Teh
Berapa banyak kafein dalam Herbal tea (caffeine-free)?
0mg kafein · per sajian 240 ml (8.1 fl oz)
- ≈ cangkir kopi
- 0×
- Bagian dari pedoman harian 400 mg
- 0%
- Waktu sampai separuh (0 mg)
- 0 h
- Waktu untuk turun di bawah 100 mg
- sudah di bawah
Sumber: data publik produsen dan USDA FoodData Central. Nilai merupakan perkiraan, bukan pengukuran pasti atau medis.
Sajian standar 240 ml (8.1 fl oz) teh herbal murni mengandung 0 mg kafein. Ini menempatkannya sepenuhnya di luar spektrum kafein — berbeda dengan teh sejati yang dibuat dari Camellia sinensis, teh herbal adalah seduhan dari rempah, bunga, dan bahan botani lain yang secara alami tidak mengandung kafein. Untuk konteks, volume yang sama dari kopi saring mengandung 96 mg kafein, dan bahkan teh sejati yang paling ringan, teh putih, menyediakan 16 mg. Teh herbal menyumbang 0% dari batas harian 400 mg yang ditetapkan oleh U.S. Food and Drug Administration (FDA) untuk orang dewasa sehat, artinya teh herbal sama sekali tidak memberikan beban kafein pada tubuh.
Karena tidak mengandung kafein, secangkir teh herbal tidak menimbulkan efek stimulan. Tidak ada peningkatan kewaspadaan, tidak ada kenaikan detak jantung, dan tidak ada penurunan energi setelahnya — pengalaman sepenuhnya ditentukan oleh sifat tanaman itu sendiri, yang mungkin menawarkan efek menenangkan, mendukung pencernaan, atau khasiat lain yang bukan akibat kafein. Bagi siapa pun yang mencari minuman hangat dan beraroma tanpa dampak farmakologis kafein, teh herbal adalah pilihan pasti. Halaman ini menjelaskan apa arti nol itu bagi rutinitas harian Anda, bagaimana perbandingannya dengan teh lainnya, dan mengapa angka itu begitu dapat diandalkan.
Kami memelihara sebuah dataset kafein terbuka yang menjadi dasar setiap angka di situs ini, dan kami memperbaruinya ketika analisis laboratorium baru atau data komposisi makanan otoritatif tersedia.
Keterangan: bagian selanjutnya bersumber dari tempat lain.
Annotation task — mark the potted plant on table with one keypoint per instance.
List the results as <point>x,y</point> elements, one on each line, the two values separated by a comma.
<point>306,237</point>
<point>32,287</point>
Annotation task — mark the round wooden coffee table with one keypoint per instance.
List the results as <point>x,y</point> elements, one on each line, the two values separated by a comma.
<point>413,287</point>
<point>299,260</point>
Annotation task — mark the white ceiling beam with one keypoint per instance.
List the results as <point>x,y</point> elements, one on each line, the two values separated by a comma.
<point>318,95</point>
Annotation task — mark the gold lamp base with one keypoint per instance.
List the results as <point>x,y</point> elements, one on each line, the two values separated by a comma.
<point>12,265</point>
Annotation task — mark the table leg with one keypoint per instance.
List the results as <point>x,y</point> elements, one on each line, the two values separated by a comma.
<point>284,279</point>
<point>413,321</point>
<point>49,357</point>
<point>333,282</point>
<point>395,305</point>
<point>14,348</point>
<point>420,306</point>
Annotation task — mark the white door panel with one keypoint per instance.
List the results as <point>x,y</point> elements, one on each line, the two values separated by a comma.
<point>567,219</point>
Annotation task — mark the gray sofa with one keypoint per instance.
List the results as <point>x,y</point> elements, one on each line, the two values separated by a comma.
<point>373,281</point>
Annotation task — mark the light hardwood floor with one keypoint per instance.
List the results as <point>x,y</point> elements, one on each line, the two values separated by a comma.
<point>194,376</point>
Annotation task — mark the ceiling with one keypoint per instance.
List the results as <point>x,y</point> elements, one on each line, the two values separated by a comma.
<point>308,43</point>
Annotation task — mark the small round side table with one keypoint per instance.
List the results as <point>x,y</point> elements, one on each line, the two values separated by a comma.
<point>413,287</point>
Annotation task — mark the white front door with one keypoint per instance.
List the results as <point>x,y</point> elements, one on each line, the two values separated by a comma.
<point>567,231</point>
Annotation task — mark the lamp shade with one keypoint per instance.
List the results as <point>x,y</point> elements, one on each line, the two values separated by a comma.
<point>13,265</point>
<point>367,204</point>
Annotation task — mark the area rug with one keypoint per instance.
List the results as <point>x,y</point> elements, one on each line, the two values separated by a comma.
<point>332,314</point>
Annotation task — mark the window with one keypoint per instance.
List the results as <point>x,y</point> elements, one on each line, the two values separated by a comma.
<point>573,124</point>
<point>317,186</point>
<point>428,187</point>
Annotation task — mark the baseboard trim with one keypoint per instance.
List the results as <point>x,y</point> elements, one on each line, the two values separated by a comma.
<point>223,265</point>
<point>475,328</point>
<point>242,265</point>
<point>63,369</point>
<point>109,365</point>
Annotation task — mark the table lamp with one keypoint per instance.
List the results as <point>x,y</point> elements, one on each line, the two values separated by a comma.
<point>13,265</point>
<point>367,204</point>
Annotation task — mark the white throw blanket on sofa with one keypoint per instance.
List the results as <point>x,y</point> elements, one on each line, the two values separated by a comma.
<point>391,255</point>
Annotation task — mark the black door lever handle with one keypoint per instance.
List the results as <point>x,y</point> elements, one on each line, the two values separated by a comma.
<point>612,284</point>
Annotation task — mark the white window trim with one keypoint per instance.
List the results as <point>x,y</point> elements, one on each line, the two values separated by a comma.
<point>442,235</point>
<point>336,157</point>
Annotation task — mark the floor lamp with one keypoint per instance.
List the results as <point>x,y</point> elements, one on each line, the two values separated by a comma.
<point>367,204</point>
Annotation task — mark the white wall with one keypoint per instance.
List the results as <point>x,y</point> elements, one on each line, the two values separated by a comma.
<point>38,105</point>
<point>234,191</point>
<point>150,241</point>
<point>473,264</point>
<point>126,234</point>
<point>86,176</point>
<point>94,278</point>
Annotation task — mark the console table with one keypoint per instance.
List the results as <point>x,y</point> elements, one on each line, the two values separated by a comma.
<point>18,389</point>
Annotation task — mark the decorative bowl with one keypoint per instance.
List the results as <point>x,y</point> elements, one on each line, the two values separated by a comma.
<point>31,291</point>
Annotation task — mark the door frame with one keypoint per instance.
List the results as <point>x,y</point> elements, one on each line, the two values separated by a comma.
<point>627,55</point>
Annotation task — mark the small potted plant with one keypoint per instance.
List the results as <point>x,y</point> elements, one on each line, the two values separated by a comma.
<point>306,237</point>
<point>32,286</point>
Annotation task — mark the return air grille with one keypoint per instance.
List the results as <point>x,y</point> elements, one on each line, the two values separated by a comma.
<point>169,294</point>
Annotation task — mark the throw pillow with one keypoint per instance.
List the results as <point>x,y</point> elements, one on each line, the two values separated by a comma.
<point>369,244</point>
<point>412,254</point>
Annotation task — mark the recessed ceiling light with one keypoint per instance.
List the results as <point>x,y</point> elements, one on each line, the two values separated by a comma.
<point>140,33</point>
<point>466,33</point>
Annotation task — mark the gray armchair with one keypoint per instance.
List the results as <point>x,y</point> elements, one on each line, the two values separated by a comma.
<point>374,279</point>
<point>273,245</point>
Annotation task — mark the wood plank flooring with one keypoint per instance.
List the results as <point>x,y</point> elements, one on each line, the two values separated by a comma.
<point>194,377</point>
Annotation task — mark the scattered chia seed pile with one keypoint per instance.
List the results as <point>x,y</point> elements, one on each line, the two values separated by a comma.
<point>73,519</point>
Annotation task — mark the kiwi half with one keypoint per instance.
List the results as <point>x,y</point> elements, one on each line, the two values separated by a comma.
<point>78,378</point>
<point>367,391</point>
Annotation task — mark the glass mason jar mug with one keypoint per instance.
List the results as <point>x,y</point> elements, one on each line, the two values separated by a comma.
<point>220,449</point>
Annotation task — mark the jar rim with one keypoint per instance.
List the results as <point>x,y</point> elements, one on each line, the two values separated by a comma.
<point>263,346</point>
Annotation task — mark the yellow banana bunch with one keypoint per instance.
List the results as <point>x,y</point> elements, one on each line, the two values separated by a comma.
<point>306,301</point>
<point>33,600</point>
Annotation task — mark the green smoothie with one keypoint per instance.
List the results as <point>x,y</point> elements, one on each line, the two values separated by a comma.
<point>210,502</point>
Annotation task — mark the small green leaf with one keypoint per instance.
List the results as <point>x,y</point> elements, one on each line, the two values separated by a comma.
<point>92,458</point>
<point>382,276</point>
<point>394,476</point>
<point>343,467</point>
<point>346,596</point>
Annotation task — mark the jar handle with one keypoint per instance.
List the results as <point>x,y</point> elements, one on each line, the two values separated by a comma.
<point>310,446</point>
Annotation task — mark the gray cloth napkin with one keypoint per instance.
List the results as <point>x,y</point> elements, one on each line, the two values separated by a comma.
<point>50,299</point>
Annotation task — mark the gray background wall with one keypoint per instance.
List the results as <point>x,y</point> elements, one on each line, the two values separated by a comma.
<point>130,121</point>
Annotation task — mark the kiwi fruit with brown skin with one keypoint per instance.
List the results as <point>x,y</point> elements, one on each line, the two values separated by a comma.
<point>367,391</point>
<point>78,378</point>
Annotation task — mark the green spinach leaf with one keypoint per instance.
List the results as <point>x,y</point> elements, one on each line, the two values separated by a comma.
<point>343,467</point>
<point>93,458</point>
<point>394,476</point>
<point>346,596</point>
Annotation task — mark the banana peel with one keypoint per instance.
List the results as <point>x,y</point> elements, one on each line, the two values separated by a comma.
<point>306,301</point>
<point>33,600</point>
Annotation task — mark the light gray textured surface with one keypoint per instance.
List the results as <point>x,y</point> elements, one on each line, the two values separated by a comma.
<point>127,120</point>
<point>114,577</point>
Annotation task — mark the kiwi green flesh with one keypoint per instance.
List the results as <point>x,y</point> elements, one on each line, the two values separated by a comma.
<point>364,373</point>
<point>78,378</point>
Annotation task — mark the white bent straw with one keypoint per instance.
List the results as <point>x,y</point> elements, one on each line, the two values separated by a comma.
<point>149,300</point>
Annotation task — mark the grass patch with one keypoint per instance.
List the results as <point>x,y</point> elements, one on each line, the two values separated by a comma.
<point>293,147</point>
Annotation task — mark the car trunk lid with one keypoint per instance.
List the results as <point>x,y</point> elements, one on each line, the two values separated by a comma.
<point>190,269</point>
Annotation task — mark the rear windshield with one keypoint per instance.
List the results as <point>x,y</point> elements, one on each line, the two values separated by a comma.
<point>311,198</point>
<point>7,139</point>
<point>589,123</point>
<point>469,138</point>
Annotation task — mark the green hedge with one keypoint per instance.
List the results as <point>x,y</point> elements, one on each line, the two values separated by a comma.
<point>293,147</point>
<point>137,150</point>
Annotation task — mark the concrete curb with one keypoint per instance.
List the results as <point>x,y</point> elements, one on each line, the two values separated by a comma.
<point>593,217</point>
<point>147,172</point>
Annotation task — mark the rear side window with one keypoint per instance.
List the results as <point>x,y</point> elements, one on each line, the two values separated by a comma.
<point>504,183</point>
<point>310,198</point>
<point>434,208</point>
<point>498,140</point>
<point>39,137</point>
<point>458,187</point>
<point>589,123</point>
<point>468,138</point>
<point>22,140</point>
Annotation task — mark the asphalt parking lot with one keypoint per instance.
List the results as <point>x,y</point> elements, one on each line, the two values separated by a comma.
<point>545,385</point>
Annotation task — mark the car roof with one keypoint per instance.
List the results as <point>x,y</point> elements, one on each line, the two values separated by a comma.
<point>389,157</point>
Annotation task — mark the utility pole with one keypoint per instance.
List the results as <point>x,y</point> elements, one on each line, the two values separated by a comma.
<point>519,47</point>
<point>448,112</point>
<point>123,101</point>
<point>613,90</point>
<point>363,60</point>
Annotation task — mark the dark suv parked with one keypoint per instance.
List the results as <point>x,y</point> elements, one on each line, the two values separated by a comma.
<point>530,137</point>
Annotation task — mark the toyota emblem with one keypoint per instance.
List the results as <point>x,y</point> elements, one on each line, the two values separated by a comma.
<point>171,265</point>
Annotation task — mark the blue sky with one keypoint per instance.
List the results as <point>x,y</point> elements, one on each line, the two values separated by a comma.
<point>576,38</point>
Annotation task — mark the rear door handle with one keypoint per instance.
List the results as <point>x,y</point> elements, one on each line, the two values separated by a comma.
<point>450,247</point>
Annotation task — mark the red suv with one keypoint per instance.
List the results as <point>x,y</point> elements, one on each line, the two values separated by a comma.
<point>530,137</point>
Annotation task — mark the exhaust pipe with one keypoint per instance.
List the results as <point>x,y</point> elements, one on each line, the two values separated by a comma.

Nilai 0 mg untuk teh herbal adalah salah satu angka yang paling stabil dalam dataset tersebut, berakar pada realitas botani bahwa tanaman yang digunakan — kamomil, pepermint, rooibos, hibiskus, dan puluhan lainnya — memang tidak mensintesis kafein.
| Waktu | Kafein tersisa | % tersisa | Terhadap ambang tidur |
|---|---|---|---|
| Pada sajian | 0 mg | 100% | di bawah |
| Setelah 1 h | 0 mg | % | di bawah |
| Setelah 3 h | 0 mg | % | di bawah |
| Setelah 6 h | 0 mg | % | di bawah |
| Setelah 9 h | 0 mg | % | di bawah |
| Setelah 12 h | 0 mg | % | di bawah |
Berapa lama Herbal tea (caffeine-free) bertahan dalam tubuh Anda
Kafein mengikuti kinetika eliminasi orde pertama dengan waktu paruh rata-rata populasi 5.7 jam, angka yang dikutip oleh European Food Safety Authority (EFSA) dalam penilaian keamanannya tahun 2015, artinya tubuh menghilangkan setengah dari kafein yang ada dalam aliran darah setiap 5.7 jam. Rumus standar adalah: remaining caffeine = initial dose × 0.5(hours elapsed / 5.7). Untuk sajian 240 ml teh herbal, dosis awalnya adalah 0 mg. Memasukkan itu ke persamaan: 0 × 0.5(3/5.7) = 0 mg pada 3 jam; 0 × 0.5(6/5.7) = 0 mg pada 6 jam; 0 × 0.5(9/5.7) = 0 mg pada 9 jam; dan 0 × 0.5(12/5.7) = 0 mg pada 12 jam. Perhitungannya sederhana tetapi implikasinya penting: tidak ada kafein untuk dipecah, sehingga konsentrasi tetap nol sejak Anda menyelesaikan cangkir.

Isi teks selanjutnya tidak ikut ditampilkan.